What does this mean for us though? How does it help? If you are a seasoned technologist who has mastered the art of film/screen imaging techniques, you are already familiar with the concept that kVp is the primary controller of image contrast. However, this changes with digital imaging systems. While kVp selection still affects image contrast, the new primary controller is the look up table. In other words, the algorithm you select (when you select your body part and projection) instructs the computer to apply a gradient curve (via the look up table) to tell the computer what kind of image contrast to display. Don't believe me? Try processing a hand x-ray under a PA chest algorithm... the contrast will be long-scale even though you used 60 kVp.
So is the optimum kVp range that we all learned in x-ray school still considered optimum if it is no longer adjusted to simply manipulate contrast? Let the debate begin... the principles of physics remain the same with the penetrating power of the beam in regards to kVp selection. You still need enough kVp to penetrate a body part to acquire an optimum radiograph. Along with my students in imaging class, we decided to see just how much image contrast varied (or remained the same) with a CR imaging system.

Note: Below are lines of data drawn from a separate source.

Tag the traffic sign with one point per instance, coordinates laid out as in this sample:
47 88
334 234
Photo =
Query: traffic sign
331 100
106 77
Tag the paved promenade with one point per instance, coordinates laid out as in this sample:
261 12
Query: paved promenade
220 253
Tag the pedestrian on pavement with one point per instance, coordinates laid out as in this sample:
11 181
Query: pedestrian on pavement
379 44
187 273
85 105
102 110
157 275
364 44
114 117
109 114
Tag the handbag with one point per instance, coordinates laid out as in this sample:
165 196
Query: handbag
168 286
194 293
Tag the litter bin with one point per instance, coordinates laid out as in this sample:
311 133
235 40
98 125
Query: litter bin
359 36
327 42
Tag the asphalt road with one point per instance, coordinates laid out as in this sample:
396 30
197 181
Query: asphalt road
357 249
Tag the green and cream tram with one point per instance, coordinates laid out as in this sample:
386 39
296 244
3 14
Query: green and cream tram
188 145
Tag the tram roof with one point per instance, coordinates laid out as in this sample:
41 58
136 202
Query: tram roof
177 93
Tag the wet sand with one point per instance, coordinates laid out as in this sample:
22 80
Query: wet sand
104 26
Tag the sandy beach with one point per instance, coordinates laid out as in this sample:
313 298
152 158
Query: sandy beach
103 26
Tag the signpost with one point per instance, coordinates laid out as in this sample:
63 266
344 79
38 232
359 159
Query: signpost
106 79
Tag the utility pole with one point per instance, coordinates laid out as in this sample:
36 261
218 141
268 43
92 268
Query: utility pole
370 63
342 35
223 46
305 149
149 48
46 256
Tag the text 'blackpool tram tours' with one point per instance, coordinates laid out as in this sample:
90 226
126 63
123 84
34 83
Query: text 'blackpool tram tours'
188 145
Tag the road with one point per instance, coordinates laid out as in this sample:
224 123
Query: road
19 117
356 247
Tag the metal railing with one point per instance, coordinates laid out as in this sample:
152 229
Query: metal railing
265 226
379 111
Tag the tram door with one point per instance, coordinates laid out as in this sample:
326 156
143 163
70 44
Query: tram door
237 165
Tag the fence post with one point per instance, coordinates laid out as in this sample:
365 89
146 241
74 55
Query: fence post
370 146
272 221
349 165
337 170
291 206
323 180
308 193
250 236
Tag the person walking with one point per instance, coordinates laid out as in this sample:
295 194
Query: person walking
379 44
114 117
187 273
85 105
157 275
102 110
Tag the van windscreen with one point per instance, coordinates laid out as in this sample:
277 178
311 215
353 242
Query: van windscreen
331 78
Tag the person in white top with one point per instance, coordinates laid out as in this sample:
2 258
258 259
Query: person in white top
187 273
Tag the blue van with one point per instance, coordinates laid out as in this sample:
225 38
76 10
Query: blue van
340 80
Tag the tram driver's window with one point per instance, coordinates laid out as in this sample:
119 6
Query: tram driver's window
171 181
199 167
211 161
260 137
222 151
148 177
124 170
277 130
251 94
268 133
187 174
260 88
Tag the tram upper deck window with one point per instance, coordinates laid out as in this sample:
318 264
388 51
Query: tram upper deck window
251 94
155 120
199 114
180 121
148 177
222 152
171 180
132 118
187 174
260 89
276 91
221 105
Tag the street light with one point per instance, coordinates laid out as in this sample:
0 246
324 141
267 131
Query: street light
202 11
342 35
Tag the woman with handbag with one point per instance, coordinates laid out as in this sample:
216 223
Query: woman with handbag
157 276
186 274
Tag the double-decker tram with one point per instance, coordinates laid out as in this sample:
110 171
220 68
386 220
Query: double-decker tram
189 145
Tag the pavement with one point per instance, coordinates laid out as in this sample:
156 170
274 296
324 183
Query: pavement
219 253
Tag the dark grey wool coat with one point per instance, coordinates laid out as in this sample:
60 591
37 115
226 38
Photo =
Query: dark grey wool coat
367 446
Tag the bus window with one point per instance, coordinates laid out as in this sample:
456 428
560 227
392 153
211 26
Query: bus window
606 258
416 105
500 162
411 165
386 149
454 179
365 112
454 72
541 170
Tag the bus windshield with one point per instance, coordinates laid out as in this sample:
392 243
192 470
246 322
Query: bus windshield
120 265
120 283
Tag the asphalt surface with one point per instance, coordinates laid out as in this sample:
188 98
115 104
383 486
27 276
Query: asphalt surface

The following images were taken of a lateral knee phantom (note the annotated technical factors):
A film/screen imaging system would show a dramatic change in scale of contrast when comparing technical factors between images 1 and 4. On our CR system, there is not too much difference between the knee exposed at 70 kVp and the knee exposed at 110 kVp.

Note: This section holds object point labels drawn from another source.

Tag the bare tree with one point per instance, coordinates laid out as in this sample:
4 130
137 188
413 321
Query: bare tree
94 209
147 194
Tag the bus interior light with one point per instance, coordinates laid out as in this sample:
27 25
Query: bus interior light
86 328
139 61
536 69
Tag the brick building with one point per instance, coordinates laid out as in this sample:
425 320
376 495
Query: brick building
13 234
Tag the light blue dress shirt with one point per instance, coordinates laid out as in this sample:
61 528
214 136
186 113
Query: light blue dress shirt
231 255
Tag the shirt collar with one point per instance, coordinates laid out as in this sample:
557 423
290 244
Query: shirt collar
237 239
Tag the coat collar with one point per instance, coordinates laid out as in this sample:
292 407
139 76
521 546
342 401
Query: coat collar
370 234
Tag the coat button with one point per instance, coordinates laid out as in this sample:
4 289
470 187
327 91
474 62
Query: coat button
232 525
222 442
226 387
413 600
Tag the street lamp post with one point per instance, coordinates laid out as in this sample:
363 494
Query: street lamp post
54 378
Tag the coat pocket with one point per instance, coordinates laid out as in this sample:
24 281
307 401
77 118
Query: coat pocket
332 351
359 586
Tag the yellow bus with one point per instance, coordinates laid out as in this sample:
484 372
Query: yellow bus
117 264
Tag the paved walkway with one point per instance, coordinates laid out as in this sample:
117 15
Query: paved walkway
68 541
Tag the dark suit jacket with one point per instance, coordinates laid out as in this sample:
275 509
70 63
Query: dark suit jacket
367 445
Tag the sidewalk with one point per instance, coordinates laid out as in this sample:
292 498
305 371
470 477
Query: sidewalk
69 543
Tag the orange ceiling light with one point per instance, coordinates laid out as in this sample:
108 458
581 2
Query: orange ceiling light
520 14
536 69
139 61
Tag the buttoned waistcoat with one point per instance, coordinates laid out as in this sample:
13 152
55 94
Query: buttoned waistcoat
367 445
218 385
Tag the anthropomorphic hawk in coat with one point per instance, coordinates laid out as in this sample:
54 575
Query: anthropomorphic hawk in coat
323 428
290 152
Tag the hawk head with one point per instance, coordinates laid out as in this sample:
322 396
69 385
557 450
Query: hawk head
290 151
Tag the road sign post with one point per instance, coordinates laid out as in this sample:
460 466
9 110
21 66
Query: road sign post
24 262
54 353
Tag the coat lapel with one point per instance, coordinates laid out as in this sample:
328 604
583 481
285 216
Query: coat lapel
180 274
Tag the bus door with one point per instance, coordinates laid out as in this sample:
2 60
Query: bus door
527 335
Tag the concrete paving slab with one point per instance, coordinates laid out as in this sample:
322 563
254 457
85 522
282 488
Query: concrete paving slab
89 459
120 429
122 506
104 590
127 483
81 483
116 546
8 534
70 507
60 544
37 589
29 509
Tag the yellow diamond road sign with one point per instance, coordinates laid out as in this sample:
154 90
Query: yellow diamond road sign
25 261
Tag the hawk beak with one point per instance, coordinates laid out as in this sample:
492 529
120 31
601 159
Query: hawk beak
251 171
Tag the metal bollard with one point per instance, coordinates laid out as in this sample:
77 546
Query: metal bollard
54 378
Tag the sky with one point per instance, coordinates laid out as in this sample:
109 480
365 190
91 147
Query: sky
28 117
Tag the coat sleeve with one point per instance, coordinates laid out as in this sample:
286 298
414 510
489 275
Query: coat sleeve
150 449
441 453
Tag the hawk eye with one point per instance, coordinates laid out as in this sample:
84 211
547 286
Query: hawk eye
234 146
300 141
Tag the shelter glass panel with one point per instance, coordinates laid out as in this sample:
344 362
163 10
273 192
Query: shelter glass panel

We all know that if we can produce images at higher kVp values, the mAs can be reduced, giving the patient far less radiation exposure. I think this is something that should be considered at all facilities operating digital x-ray equipment. Other than saving on radiation dose, there are other advantages and precautions that we need to consider.

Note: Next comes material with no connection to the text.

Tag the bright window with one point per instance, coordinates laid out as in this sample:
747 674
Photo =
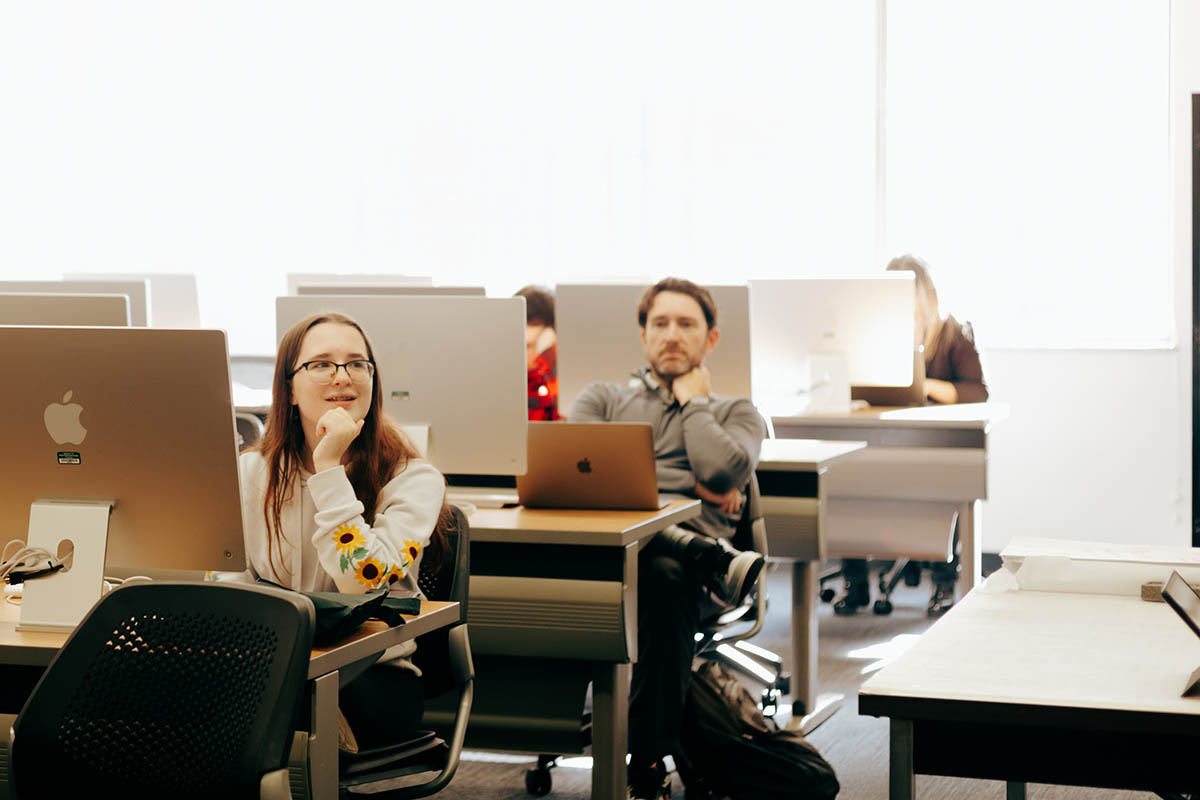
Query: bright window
1029 163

If you look closely, there are subtle changes in the most dense regions of the bone, as well as the least dense regions, specifically the soft tissue surrounding the patella. I am an extreme advocate for magnification at the QC station... doing this routinely will give you a better idea of what the Radiologist is going to be seeing in the reading room that you might not see from the low resolution QC station monitor. I have magnified the 1st and 4th images below for further evaluation.
70 kVp 7.3 mAs
110 kVp 1 mAs
Because the dynamic range of the CR image plate is wider than that of film/screen, we are able to achieve diagnostic quality images outside the traditional technical factor parameters. This does not, however, mean that any old technique will work. As you can see in the 110 kVp image, we are beginning to see some image noise, otherwise known as quantum mottle. This is due to a lack of x-ray signal to the plate. The CR system is great at receiving exposure, with a wide range of kVp and mAs values, and transforming the remnant beam into a beautifully displayed manifest image. But... if there is not enough exposure to the plate, all bets are off. We see image noise and quantum mottle when there are not enough photons (signal) to the image plate. In order to maintain density at 110 kVp, the mAs has to be decreased severely. Eventually, we will lower mAs values so much that even though our 15% rule calculations are correct, the quantity of photons striking the image plate are simply insufficient to produce a good signal to noise ratio.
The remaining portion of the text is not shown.